Шухлик влез на резко скрипнувшую ступеньку, покачиваясь, как бычок на шаткой доске.
– Вторая ступенька, – снова подтолкнул его дайди. – Это твоя осанка, статность, то есть улыбка всего тела. Третья – чудесное настроение, когда ты переживаешь огромную секунду счастья! И четвертая – это вера, иначе говоря, уверенность в том, что тебе все по силам!
Ослик перебрался на пятую ступеньку. Потянулся всем телом и сорвал гранат с вершины дерева.
– Правильно! – воскликнул дайди. – Последняя ступенька – это действие. Упражнения, которые необходимы, чтобы достать желанный фрукт, то есть здоровье! Ты напряг мышцы, потянулся, и здоровье – тут как тут! Во рту! Или, можно сказать, в голове, поскольку рот часть головы, не правда ли?
Шухлик промычал что-то в ответ, жуя гранат и потихоньку спускаясь. Ступеньки досадно, ненадежно повизгивали под копытами – вот-вот обломятся или выскользнут.
– Эта стремянка – музыкальный инструмент, вроде ксилофона! – Дайди лихо пробежался вверх-вниз, сыграв на лестнице трогательную мелодию, напоминавшую «Во поле березонька стояла. Люли-люли, стояла!»
Он подошел к Шухлику и шепнул на ухо, будто под большим секретом:
– У каждой ступеньки свой голос! Каждая важна по-своему, и без одной не зазвучат другие. Они поют, а не трещат, когда на них верно, с чувством и толком, ставишь копыто!

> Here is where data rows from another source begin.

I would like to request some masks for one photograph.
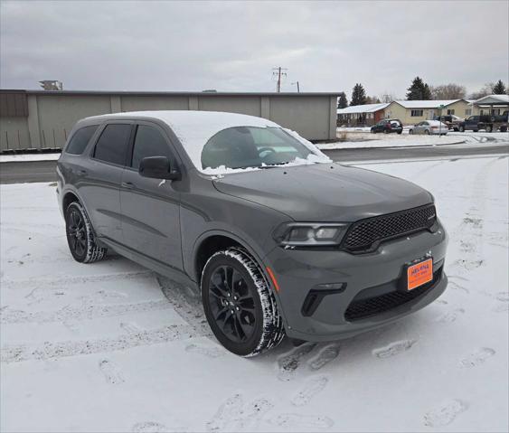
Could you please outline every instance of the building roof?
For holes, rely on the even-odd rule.
[[[509,95],[487,95],[474,101],[476,105],[507,105]]]
[[[447,107],[459,100],[465,99],[442,99],[442,100],[395,100],[405,108],[439,108],[441,105]],[[467,102],[467,101],[465,101]]]
[[[0,93],[24,92],[27,95],[118,95],[118,96],[200,96],[213,98],[217,96],[332,96],[339,97],[339,92],[273,92],[273,91],[132,91],[132,90],[26,90],[18,89],[0,89]]]
[[[379,109],[383,109],[389,104],[364,104],[364,105],[353,105],[345,108],[337,108],[337,114],[361,114],[361,113],[373,113]]]

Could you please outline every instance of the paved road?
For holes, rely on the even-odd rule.
[[[326,154],[343,163],[398,159],[453,159],[466,156],[509,155],[509,144],[451,145],[423,147],[329,150]],[[0,184],[53,182],[56,161],[0,163]]]

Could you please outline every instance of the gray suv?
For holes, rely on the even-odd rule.
[[[250,356],[330,341],[445,290],[432,195],[333,163],[297,133],[231,113],[146,111],[77,123],[57,165],[73,258],[108,249],[200,288],[217,339]]]

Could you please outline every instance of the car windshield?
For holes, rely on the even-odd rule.
[[[324,155],[317,149],[313,152],[310,146],[281,127],[229,127],[207,141],[202,151],[202,168],[207,173],[218,168],[264,168],[320,162]]]

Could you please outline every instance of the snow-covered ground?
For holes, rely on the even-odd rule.
[[[342,141],[322,143],[316,146],[322,150],[352,149],[363,147],[410,147],[419,146],[440,146],[462,144],[478,145],[479,143],[504,143],[509,142],[509,132],[454,132],[446,136],[410,135],[408,128],[399,134],[371,134],[369,130],[354,128],[338,128],[338,137],[345,136]]]
[[[185,287],[119,257],[74,262],[54,186],[2,185],[0,429],[507,431],[508,158],[365,166],[435,195],[448,290],[254,359],[213,340]]]

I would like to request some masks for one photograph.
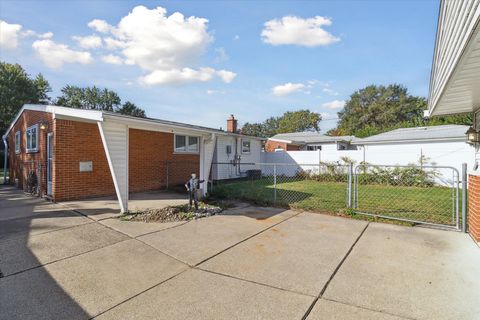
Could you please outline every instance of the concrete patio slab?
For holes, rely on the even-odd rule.
[[[189,270],[95,319],[301,319],[313,298]]]
[[[129,239],[97,223],[0,242],[4,276]]]
[[[111,218],[100,220],[99,223],[117,230],[118,232],[124,233],[132,238],[136,238],[138,236],[152,233],[160,230],[165,230],[177,226],[181,226],[182,224],[187,223],[187,221],[179,221],[179,222],[166,222],[166,223],[157,223],[157,222],[138,222],[138,221],[122,221],[118,218]]]
[[[138,237],[139,240],[191,266],[297,213],[223,215]]]
[[[0,222],[0,240],[13,238],[25,238],[26,236],[38,235],[64,228],[70,228],[92,220],[75,212],[67,210],[37,212],[30,217],[8,219]],[[5,209],[1,208],[0,212]]]
[[[302,213],[199,268],[317,296],[366,225]]]
[[[414,319],[478,319],[479,274],[466,234],[371,224],[324,296]]]
[[[397,316],[362,309],[343,303],[320,299],[317,301],[307,320],[402,320]]]
[[[2,186],[0,189],[0,221],[35,217],[58,210],[62,208],[45,199],[28,196],[14,187]]]
[[[185,203],[188,203],[186,195],[167,191],[152,191],[130,194],[128,206],[130,211],[136,211],[149,208],[160,209]],[[60,204],[96,221],[120,215],[120,206],[115,196],[64,201]]]
[[[12,312],[18,311],[20,304],[27,318],[30,315],[40,319],[62,318],[61,303],[65,296],[86,314],[95,316],[186,268],[186,265],[137,240],[127,240],[45,267],[0,278],[2,317],[16,318],[17,315]],[[63,294],[58,293],[57,296],[40,288],[44,283],[38,282],[37,277],[42,279],[43,273],[54,279],[55,286]],[[48,282],[48,279],[44,281]],[[53,285],[47,284],[46,289],[49,286]],[[42,298],[38,295],[46,296]],[[44,305],[39,311],[40,300]],[[36,303],[24,304],[23,301]],[[46,313],[41,313],[42,310]]]
[[[0,318],[85,320],[91,316],[45,269],[0,278]]]

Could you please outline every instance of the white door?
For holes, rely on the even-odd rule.
[[[52,195],[53,133],[47,135],[47,195]]]

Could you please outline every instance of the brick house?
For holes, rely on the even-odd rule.
[[[3,136],[11,184],[35,172],[54,201],[128,194],[208,179],[217,137],[234,132],[112,112],[25,105]],[[244,138],[246,136],[243,136]],[[7,169],[5,169],[7,170]],[[203,184],[203,193],[208,184]]]
[[[468,178],[468,232],[480,242],[480,0],[442,0],[426,116],[474,115],[468,140],[475,147]],[[465,159],[469,161],[470,159]],[[465,203],[465,202],[464,202]]]

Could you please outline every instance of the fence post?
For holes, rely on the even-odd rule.
[[[273,164],[273,203],[277,203],[277,164]]]
[[[348,166],[348,207],[352,207],[352,174],[353,174],[353,163],[350,163]]]
[[[462,163],[462,232],[467,232],[467,164]]]
[[[353,175],[353,209],[356,209],[357,208],[357,167],[355,167],[353,170],[352,170],[352,175]]]

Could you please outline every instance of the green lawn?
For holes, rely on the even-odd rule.
[[[347,207],[347,183],[344,182],[297,180],[277,183],[276,201],[271,178],[214,185],[213,195],[319,212],[336,213]],[[356,210],[454,225],[452,206],[452,189],[446,187],[359,185]],[[461,203],[459,206],[461,208]]]

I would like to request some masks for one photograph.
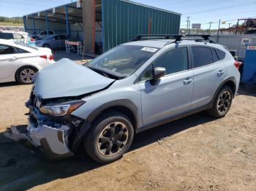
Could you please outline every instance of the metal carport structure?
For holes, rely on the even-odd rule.
[[[54,30],[83,41],[85,51],[103,51],[138,34],[178,34],[181,14],[128,0],[80,0],[23,17],[31,34]]]

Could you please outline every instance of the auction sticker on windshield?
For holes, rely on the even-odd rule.
[[[157,48],[151,48],[151,47],[143,47],[143,48],[141,49],[141,50],[154,52],[157,51],[158,49],[157,49]]]

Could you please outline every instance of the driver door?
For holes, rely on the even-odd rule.
[[[144,125],[184,113],[191,106],[193,73],[189,70],[187,47],[165,52],[153,66],[165,68],[166,74],[152,84],[152,65],[150,65],[141,75],[139,85]]]

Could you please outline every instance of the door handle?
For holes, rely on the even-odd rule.
[[[222,75],[223,74],[224,74],[224,70],[219,70],[219,71],[217,72],[218,77],[220,77],[220,76]]]
[[[12,61],[15,61],[17,60],[17,57],[16,56],[13,56],[12,58],[11,58]]]
[[[192,82],[193,81],[193,79],[192,78],[189,78],[189,79],[186,79],[184,81],[183,81],[183,83],[184,85],[188,85],[189,84],[190,82]]]

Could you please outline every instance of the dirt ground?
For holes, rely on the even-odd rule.
[[[256,94],[240,90],[227,116],[202,112],[138,134],[111,164],[83,149],[49,163],[4,137],[27,123],[31,85],[0,85],[0,190],[256,190]]]

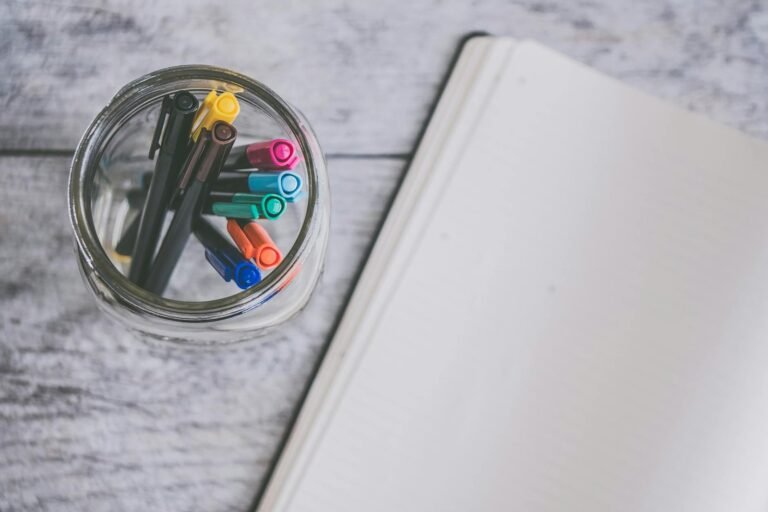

Ослик недоверчиво взглянул на свои копыта, потом на лестницу. Ничего особенного, обычная с виду садовая стремянка!
– Если возьмешь стройный и благозвучный аккорд на всех пяти ступеньках, ты добьешься выздоровления! – растолковывал Диван-биби, приплясывая вокруг граната. – Играя на этой стремянке, как крысолов на дудочке, ты освободишься от болезней, которые сидят в твоем теле, будто зловредные крысы. Выведи их и утопи в зыбучих песках пустыни!
Шухлику захотелось исполнить что-нибудь красивое на садовой лесенке. Например, испанский танец сарабанду в честь дедушки Буррито.
Однако раздался такой дикий треск, скрип и визжание, что весь сад вздрогнул, а рыжий ослик, как мешок с овсом, брякнулся на землю!
– Только не отчаивайся! – утешал его Диван-биби, помогая вставать. – Завтра прилетит Ок-Тава, и у тебя обязательно получится! Ступеньки зазвучат стройно, в лад, и все пойдет на лад, потому что ощутишь радость каждой секунды жизни, как тогда, когда впервые увидел осьмикрылую ослицу в небе, среди грома и молний. Ок-Тава – это твое состояние счастья! И она поможет тебе выздороветь, поддерживая веру, что ты победитель, что все в твоих силах!
«Действительно, – сообразил Шухлик. – Ведь в ту огромную счастливую секунду я сам создал Ок-Таву!»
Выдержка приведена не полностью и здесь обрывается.